Let $k$ be a field of characteristic $0$. Fix an integer $m$, and assume $k$ contains $m$ distinct roots of unity. Consider all finite extension of $k$ inside some fixed algebraic closure of $k$.
(1) Let $P$ be a multiplicative subgroup of $k^*$ containing $(k^*)^m=\{a^m\,\,|\,\,a\in k^*\}$.
(2) Let $E$ be the smallest subfield of $\overline{k}$ containing all roots of $x^m-a$ for all $a\in P$.
(3) Then $E$ is abelian (Kummer) extension of $k$, of exponent $m$. Let $G:={\rm Gal}(E/k)$.
(4) Define $G\times P\rightarrow k^*$ by $(\sigma,a)\mapsto \frac{\sigma(\alpha)}{\alpha}$ for any $\alpha\in E$ satisfying $\alpha^m=a$. [This is well-defined.]
(5) The map in (4) is bimultiplicative. If $(\sigma,a)\mapsto 1$ for all $a\in P$ then $\sigma=1$.

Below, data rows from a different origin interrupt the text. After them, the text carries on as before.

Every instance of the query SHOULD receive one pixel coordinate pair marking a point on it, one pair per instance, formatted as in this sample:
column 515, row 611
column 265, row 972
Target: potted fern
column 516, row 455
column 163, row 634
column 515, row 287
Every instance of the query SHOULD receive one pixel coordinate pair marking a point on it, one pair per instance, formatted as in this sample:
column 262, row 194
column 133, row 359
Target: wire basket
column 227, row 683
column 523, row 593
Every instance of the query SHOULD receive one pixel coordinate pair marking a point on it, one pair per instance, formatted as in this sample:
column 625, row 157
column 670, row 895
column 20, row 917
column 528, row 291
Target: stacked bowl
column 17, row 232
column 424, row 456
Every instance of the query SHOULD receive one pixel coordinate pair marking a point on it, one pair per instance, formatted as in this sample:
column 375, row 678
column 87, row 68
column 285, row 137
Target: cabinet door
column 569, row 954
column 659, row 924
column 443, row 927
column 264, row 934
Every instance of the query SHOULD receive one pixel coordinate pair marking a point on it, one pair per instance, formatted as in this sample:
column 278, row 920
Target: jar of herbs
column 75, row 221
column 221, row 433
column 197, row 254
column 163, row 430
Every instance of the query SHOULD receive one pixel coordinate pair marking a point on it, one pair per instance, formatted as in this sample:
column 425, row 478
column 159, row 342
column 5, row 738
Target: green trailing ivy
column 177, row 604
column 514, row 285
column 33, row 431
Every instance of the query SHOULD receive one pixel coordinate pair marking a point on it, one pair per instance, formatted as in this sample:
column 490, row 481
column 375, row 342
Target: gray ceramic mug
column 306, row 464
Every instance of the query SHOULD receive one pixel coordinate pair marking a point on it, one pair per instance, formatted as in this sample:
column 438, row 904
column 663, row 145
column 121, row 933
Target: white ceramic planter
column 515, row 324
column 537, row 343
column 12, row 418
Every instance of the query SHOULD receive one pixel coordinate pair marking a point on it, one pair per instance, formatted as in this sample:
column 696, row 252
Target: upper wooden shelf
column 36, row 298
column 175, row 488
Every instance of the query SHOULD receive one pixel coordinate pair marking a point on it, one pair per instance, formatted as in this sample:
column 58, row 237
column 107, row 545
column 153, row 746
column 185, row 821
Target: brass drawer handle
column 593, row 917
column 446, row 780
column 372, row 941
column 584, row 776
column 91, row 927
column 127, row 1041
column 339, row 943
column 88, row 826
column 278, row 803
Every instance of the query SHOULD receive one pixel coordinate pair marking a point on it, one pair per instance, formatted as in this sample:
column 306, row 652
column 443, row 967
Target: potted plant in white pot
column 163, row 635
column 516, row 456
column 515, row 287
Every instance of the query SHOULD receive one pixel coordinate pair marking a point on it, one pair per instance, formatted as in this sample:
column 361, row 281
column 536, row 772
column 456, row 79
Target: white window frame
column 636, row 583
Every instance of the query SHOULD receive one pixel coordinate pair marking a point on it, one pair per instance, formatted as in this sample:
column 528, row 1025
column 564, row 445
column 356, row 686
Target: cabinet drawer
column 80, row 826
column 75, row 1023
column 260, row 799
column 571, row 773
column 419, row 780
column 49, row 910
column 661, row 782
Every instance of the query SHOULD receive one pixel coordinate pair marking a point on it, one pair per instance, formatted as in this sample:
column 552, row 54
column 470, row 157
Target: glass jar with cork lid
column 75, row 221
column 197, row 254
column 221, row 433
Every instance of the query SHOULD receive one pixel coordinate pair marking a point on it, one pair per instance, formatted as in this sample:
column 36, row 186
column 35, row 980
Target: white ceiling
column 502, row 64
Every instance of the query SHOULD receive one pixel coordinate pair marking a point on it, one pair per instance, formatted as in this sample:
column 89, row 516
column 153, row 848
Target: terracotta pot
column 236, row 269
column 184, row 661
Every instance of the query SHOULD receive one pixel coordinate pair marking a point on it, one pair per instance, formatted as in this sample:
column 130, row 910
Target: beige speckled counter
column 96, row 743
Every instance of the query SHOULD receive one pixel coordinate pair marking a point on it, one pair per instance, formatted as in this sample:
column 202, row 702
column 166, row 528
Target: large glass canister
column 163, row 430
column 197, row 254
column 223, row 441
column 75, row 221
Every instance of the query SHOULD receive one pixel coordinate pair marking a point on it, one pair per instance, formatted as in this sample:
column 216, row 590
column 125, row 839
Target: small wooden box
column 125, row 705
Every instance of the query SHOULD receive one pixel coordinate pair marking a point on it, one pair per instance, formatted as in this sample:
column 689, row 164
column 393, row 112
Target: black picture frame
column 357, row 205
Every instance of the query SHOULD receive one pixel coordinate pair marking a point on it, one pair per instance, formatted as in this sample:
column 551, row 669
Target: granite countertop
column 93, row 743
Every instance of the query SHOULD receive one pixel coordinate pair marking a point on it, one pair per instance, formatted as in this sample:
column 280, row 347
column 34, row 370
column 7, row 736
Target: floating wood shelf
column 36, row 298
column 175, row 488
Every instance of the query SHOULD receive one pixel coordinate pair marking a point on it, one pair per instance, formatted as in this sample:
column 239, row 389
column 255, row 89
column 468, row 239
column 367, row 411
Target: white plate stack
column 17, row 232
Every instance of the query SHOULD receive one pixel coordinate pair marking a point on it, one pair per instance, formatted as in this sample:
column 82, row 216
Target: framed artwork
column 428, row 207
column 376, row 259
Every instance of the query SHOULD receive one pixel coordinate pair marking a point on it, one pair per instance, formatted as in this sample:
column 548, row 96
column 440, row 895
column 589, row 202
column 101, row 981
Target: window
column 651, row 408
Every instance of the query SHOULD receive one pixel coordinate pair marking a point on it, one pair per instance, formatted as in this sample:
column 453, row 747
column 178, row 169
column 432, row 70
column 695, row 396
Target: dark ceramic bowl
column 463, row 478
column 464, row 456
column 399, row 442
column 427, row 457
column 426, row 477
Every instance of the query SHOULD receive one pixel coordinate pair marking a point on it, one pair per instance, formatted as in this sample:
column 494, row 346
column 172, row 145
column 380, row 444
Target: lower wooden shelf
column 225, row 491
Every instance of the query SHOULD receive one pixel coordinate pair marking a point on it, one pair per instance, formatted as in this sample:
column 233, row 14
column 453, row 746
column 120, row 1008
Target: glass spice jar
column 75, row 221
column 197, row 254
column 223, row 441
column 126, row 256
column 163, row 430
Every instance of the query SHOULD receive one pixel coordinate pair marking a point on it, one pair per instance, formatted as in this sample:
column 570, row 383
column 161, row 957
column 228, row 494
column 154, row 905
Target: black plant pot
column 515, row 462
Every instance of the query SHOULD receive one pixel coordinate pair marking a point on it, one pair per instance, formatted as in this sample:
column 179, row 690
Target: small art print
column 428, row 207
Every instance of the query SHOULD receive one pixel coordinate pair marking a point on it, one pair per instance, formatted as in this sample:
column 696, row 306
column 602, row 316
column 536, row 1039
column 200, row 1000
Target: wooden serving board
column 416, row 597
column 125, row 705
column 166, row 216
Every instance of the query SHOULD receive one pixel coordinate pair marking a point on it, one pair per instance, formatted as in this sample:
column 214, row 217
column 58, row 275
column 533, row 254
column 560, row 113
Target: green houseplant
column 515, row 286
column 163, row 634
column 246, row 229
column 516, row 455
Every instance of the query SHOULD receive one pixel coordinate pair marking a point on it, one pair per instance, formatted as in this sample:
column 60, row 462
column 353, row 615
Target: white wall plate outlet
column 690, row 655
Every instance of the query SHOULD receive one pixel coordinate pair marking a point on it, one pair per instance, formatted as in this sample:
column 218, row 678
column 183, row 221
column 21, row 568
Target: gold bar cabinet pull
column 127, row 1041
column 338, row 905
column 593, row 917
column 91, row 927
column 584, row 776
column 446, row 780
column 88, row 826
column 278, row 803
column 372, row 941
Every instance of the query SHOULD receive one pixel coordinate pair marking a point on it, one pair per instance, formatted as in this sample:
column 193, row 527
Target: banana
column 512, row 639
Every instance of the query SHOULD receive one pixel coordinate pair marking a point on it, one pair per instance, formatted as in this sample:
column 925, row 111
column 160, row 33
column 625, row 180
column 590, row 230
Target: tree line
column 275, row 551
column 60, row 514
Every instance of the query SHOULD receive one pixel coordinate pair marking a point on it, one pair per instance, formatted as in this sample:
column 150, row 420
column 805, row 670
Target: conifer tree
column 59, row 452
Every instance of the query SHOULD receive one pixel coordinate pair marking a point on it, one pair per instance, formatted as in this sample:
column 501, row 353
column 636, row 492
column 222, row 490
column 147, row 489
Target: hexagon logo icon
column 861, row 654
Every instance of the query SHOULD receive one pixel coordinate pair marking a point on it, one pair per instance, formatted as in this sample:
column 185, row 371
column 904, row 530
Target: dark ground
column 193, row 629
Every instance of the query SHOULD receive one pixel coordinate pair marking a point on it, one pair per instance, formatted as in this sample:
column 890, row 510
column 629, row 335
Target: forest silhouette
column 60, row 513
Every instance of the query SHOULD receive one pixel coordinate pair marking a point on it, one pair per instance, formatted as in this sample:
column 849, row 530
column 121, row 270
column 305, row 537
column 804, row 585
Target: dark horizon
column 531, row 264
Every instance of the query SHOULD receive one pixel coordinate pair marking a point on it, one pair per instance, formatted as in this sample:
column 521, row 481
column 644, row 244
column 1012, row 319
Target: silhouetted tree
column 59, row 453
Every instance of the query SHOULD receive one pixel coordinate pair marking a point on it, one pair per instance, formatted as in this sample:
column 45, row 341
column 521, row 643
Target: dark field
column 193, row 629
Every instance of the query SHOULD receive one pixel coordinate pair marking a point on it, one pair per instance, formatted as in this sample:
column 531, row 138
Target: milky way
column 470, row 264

(6) If $(\sigma,a)\mapsto 1$ for all $\sigma\in G$ then for any $\alpha$ with $\alpha^m=a$, $\sigma(\alpha)=\alpha$, so $a\in k^*$, i.e. $a\in (k^*)^m$.
(7) It follows that $P/(k^*)^m$ and $G$ are dual to each other; in particular, $P/(k^*)^m\cong {\rm Hom}(G,k^*)$ whenever either side is finite.
Q. This is from Basic Algebra by Cohn p.442-443. I didn't understand (7) (almost nothing in it!)
[When do we say two groups are dual to each other? Also in (7), the particular case of isomorphism is only when either side is finite; where this fails for infinite size? I didn't understand it. In the infinite size of either of $P/(k^*)^m$ and ${\rm Hom}(G,k^*)$, I think, $P/(k^*)^m$ to ${\rm Hom}(G,k^*)$ we get injective hmomorphism, but not necessarily surjective. Why this can happen? ]